Cosa credete che racconti di più di noi? Il colore dei capelli, un nome, il timbro della voce, il colore degli occhi, la religione in cui diciamo di credere o, piuttosto, le tracce di noi che lasciamo cercando cose su Google, Amazon, Facebook, le interazioni immateriali che ogni giorno tessiamo sulla rete informatica? Con buona pace di identitari e sovranisti dobbiamo pensare al mondo come qualcosa di più grande rispetto a ciò che vedono i nostri occhi. Qualcosa in cui l’immateriale, la velocità delle informazioni, la capacità di elaborarle con precisione, l’idea di come utilizzarle conta e conterà sempre di più di confini veri solo sulle carte, dell’esibizione elitaria di potere. E ancora: ha senso parlare di mercato? Forse nel presente ma senz’altro il futuro sarà ben diverso e la tecnologia saprà individuare domanda e offerta, renderle personali e uniche. In ogni caso qualcosa che non pensavamo possibile e che invece sarà. Già oggi comprare un trattore non è più comprare un trattore ma la licenza d’uso del software che lo comanda. 

È di qualche settimana fa un rapporto di Dataroom che indica come «la società digitale è ormai realtà nei prossimi anni il processo si intensificherà, considerati i cambiamenti radicali che si stanno mettendo in moto con la diffusione dell’Intelligenza artificiale, della robotica, della realtà aumentata, dei big data. Tutte innovazioni che impatteranno sul modo di lavorare e sulle professionalità del futuro».

Come non pensare che tutto questo non possa avere a che fare anche con l’arte, con la cultura, con ciò che è intimo delle persone? Certamente la dimensione digitale dei rapporti economici modificherà profondamente anche gli aspetti giuridici sottostanti, i reati che a volte non ci sembra neanche di commettere, le questioni legate alla proprietà intellettuale. 

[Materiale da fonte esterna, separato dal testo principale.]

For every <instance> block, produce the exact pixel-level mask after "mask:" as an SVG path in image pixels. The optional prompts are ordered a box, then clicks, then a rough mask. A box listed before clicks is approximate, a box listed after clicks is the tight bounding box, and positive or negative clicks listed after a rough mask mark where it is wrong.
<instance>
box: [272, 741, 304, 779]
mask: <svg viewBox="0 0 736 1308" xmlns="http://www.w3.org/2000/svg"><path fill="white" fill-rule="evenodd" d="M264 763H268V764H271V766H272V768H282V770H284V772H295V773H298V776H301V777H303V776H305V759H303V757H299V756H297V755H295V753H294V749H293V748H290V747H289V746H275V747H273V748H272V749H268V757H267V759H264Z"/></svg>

Paura di tutto questo? Dipende. Dovremmo averne se non capiamo immaginare che il futuro è già oggi e che dobbiamo imparare a governarlo perché ci ritroveremo dinosauri in poco tempo. Se non ci credete leggete Neal Stimler (ma anche tutti quelli che hanno scritto qui su ÆS) quando dice che «i musei hanno bisogno di membri del consiglio qualificati ed esperti nei settori dell’ingegneria e della tecnologia per sviluppare una capacità di leadership pensata su misura per la gestione a lungo termine delle istituzioni del XXI secolo. Il futuro dei musei non è rappresentato dai nuovi edifici: è nell’upload, download e remix della cultura in tempo reale tramite la tecnologia digitale, superando i confini grazie a differenti creatori di contenuti».

Ma dice Bebe Vio: «il futuro è una figata» ed è per questo abbiamo pensato a questo numero di ÆS: per conoscere e capire, perché da queste parti non siamo messi per niente bene. Per immaginare la strada e prendere in mano il volante. Perché come in ogni cosa è dalla consapevolezza che possiamo costruire il nostro futuro.